それを凍えるような冷たい身体の中で呟いた刹那、忠の胸に積もった怒りは量をそのままに別な気持ちへと切り替わる。
いつも格好良い所を見せようとした事、理想などという言葉にすがって相方に背を向けた事、別れるまで自分の気持ちを微塵も疑わなかった事、存在の仕方が違うという現実に億劫になった事、挙句の果てには仲間と同じ様に彼女を悪い者だと考えようとした事。その全てが忠は悔しかった。
砲術学校の優等生になっても、銃剣道の腕を認められても、未だにそんな事で悩む自分は、明石と会う資格があるのだろうか・・・?

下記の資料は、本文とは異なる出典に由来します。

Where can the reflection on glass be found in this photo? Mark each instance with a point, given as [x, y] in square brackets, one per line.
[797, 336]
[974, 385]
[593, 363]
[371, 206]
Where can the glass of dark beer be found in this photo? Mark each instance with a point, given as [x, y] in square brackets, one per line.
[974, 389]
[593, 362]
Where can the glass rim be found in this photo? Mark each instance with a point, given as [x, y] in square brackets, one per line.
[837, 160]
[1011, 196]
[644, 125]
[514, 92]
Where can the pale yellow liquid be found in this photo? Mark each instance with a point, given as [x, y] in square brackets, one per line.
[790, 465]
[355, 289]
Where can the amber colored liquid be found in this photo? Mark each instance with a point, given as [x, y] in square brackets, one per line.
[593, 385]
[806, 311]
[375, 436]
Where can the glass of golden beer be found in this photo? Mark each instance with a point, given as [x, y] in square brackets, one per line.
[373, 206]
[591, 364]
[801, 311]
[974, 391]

少し前に男から浴びたその言葉が、忠の身体に染み渡る。
その答えは否だった。
未だに彼女へ抱く気持ちに知らないフリをしている自分に、そこに生まれる都合の悪い事を他人のせいにしようとする自分に忠は気付く。それはあんなに憎らしく思った昔の自分の姿と、何一つ変わっていない物だった。鬼と呼ばれる砲術学校で半年も頑張って良い成績も納めたというのに、自分は人間として、男として何も変わっていない。やっとの事で自分の未熟さを察する忠だが、彼はその事に喜びを覚える事は無かった。
『う・・・、うぅ・・・。うっ・・・。』
上空から落ちて忠の顔を這って行く大粒の雨に紛れているが、彼の口から声が漏れるのと同時にその頬には光る雫が流れ落ちていく。

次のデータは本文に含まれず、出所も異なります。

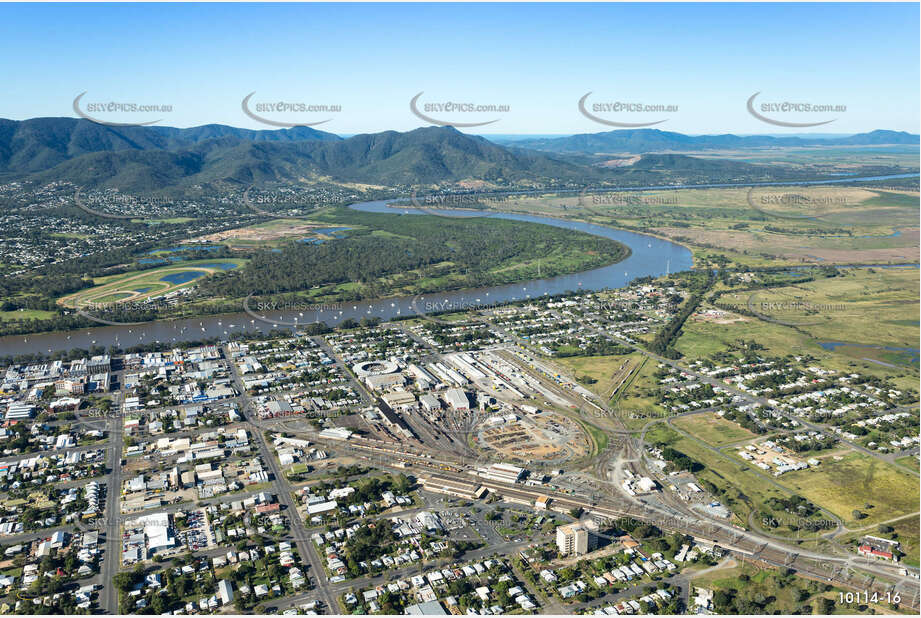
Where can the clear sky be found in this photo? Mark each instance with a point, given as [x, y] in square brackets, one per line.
[537, 59]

身体の末端より襲い掛かってくる寒さと苦痛。大馬鹿野郎と蔑んだ昔の自分が今でも心のどこかにいる事。その果てにこうして雨の中をボロボロになって歩く事。
そんな惨めな自分の全てが悔しくて、悔しくて悔しくて、忠は泣いた。
血の混じった鼻水を流し、雨の中を歩きながら泣いた。それしか出来なかった。
深夜の雨の中、田浦の街並みの路地を、忠はひたすらに泣きながら歩く。降りしきる雨と横須賀の寒い風にただ自身の未熟さを痛感する彼の背中は、やがて雨音に包まれる横須賀の闇の中へと消えていった。
自分で察した通り、まだまだ忠は修行不足な男であり、相方と釣り合うには程遠い身の程なのであった。
この当時、忠を含めた海軍という組織の中で、実施部隊を率いる者に山本五十六という人物がいた。後年になって彼は懸命に励む若者達へ向けてこんな言葉を放つのであるが、忠はその何一つとして実践できていない未熟な男なのであった。
苦しいこともあるだろう。
言い度いこともあるだろう。
不満なこともあるだろう。
腹の立つこともあるだろう。
泣き度いこともあるだろう。
これらをじっとこらえてゆくのが男の修行である。
山本五十六
海軍略語補足
マリる ⇒ 結婚する
ダマヘル ⇒ むっつりスケベ
ウー ⇒ 女性
サセ ⇒ 佐世保
ハウ ⇒ 家
ビーシー ⇒ 無料、タダ
プレー ⇒ 行為を行う、遊ぶ
エス ⇒ 芸者さん
エスハウ ⇒ 芸者置屋
ハートインチ ⇒ 心に決めた女性
◆本話拝読に当たって◆
忠が小林と喧嘩する辺りから、長渕剛の名曲「とんぼ」をかけて拝読して頂けると雰囲気がさらに増すかと思います。
男は頑張らねばいかんですね・・・。